In general terms, the budget proposals point to the county’s focus on ‘ensuring a safe and efficient highways system, promoting safe, reliable and sustainable travel and protecting the physical ad natural environment.

And amongst its priorities, the document lists the re-procurement of the main highways contracts, highways improvements such as the A602, the introduction of 20mph areas and a drainage programme to reduce incidents of flooding.

It also points to work to improve and support the local bus network and to deliver the ‘Intalink Enhanced Partnership’ – as well as the expansion of ‘multi-operator ticketing smart cards’.

It includes an investment of £2m a year for additional maintenance – including vegetation cut-backs, ‘signs and lines’ and ‘gulley dig outs’.

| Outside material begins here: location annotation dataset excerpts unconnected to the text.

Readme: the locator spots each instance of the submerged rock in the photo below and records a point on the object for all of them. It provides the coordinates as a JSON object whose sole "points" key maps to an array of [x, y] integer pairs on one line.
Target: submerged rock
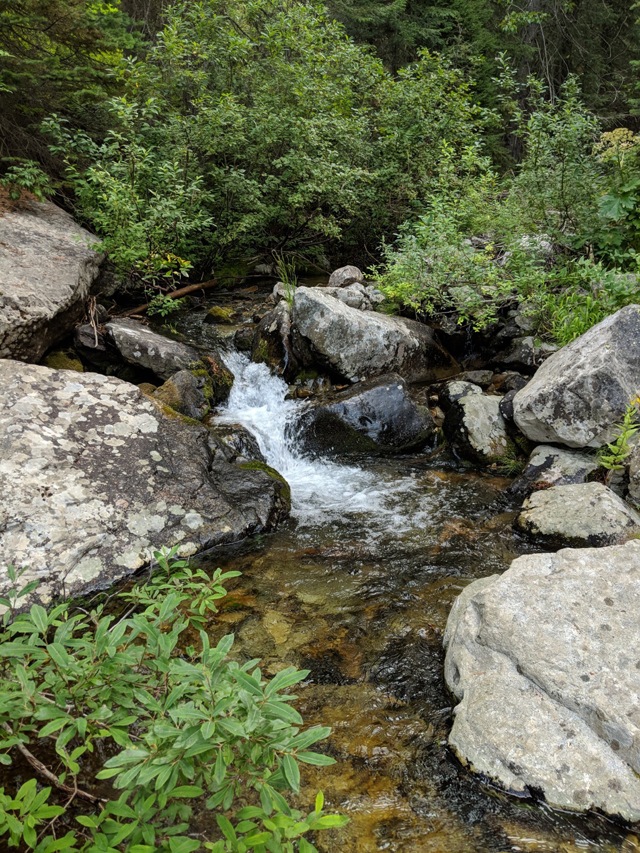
{"points": [[543, 660], [377, 416], [95, 476], [581, 392], [47, 267], [579, 515], [473, 424], [553, 466], [362, 344]]}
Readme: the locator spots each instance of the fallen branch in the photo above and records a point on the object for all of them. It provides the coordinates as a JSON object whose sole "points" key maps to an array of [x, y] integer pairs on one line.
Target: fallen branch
{"points": [[44, 771], [176, 294]]}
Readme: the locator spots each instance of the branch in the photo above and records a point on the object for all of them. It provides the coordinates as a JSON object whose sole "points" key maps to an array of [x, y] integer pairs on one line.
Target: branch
{"points": [[40, 768]]}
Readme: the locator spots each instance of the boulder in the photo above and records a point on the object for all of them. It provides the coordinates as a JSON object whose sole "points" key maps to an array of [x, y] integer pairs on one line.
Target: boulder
{"points": [[186, 394], [142, 347], [377, 416], [362, 344], [344, 276], [474, 426], [47, 266], [544, 663], [95, 477], [582, 391], [553, 466], [581, 515]]}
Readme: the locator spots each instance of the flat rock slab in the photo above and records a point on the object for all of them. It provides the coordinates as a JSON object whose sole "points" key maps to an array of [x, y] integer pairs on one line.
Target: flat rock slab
{"points": [[579, 515], [47, 267], [362, 344], [581, 392], [94, 478], [545, 663]]}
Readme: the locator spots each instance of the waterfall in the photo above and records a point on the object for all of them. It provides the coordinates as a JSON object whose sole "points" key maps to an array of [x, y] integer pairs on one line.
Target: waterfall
{"points": [[322, 491]]}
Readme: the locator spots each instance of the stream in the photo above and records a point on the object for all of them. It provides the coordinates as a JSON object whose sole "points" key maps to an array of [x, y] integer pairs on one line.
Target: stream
{"points": [[356, 587]]}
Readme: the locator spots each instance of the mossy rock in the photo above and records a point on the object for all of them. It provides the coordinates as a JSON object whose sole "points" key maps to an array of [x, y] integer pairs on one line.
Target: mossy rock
{"points": [[284, 491], [219, 315], [64, 360]]}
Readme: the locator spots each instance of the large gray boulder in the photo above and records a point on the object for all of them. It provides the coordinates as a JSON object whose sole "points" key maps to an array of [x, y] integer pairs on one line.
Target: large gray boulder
{"points": [[581, 392], [95, 477], [544, 663], [47, 266], [377, 416], [473, 423], [362, 344], [579, 515], [554, 466]]}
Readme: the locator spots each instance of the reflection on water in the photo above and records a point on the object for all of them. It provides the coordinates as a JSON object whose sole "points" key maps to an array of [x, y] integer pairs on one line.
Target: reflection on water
{"points": [[357, 589]]}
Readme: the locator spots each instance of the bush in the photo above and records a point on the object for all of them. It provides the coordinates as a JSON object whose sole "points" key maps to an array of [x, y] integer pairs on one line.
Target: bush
{"points": [[177, 726]]}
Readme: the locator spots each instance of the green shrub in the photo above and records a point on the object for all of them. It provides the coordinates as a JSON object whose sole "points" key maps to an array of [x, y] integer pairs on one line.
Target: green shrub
{"points": [[177, 726]]}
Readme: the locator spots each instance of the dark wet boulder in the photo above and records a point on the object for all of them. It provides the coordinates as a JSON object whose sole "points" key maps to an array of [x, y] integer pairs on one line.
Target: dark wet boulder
{"points": [[580, 515], [235, 443], [95, 476], [48, 264], [553, 466], [377, 416], [582, 391], [473, 424], [543, 662], [359, 345]]}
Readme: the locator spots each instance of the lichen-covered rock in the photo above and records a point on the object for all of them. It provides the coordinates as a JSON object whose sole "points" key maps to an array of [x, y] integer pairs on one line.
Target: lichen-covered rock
{"points": [[94, 477], [362, 344], [141, 346], [47, 267], [581, 515], [377, 416], [474, 426], [544, 662], [552, 466], [344, 276], [581, 392]]}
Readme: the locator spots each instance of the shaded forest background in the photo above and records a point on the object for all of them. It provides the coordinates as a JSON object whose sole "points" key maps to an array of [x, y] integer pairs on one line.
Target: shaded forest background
{"points": [[476, 154]]}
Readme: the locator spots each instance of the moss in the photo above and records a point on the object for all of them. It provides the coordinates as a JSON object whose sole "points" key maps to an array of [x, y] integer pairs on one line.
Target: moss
{"points": [[220, 315], [285, 488], [64, 360]]}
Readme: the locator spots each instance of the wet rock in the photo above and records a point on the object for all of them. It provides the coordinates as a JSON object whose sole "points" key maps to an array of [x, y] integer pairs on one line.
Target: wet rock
{"points": [[95, 477], [543, 661], [483, 378], [474, 426], [344, 276], [186, 394], [363, 344], [579, 515], [552, 466], [235, 443], [47, 267], [377, 416], [582, 391]]}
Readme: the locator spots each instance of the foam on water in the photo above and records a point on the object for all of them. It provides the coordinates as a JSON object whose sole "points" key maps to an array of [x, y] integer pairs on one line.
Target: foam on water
{"points": [[321, 491]]}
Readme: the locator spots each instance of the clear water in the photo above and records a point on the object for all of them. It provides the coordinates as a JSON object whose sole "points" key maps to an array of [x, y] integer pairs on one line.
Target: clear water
{"points": [[357, 588]]}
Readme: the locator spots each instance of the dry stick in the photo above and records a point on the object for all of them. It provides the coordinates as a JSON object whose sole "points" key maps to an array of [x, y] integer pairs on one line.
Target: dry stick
{"points": [[176, 294], [40, 768]]}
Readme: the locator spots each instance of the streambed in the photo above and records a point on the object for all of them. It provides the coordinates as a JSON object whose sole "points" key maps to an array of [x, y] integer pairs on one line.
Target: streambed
{"points": [[357, 587]]}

There, it says, are plans to develop a ‘carbon calculator’ to enable the ‘carbon cist’ of structural maintenance to be considered, alongside value for money.

And – in line with expected new powers – the council is seeking to invest in order to use automatic number plate recognition ANPR to enforce more traffic offences.

During the scrutiny session – chaired by Cllr Richard Butler – the cross-Party group of councillors highlighted issues relating to maintenance, locality budgets, 20 mph limits and capital spending.

Among their further recommendations was that a contingency must be in place for staffing vacancies.

And they suggested ‘CAT 1′ potholes within one metre of the kerb should be prioritised within the new highways maintenance contract – due to the impact on cyclists.

In the past, this scrutiny of the county council’s budget proposals has been conducted in private. But this year the sessions – which are virtual – are being webcast and can be viewed at www.hertfordshire.gov.uk/watchmeetings.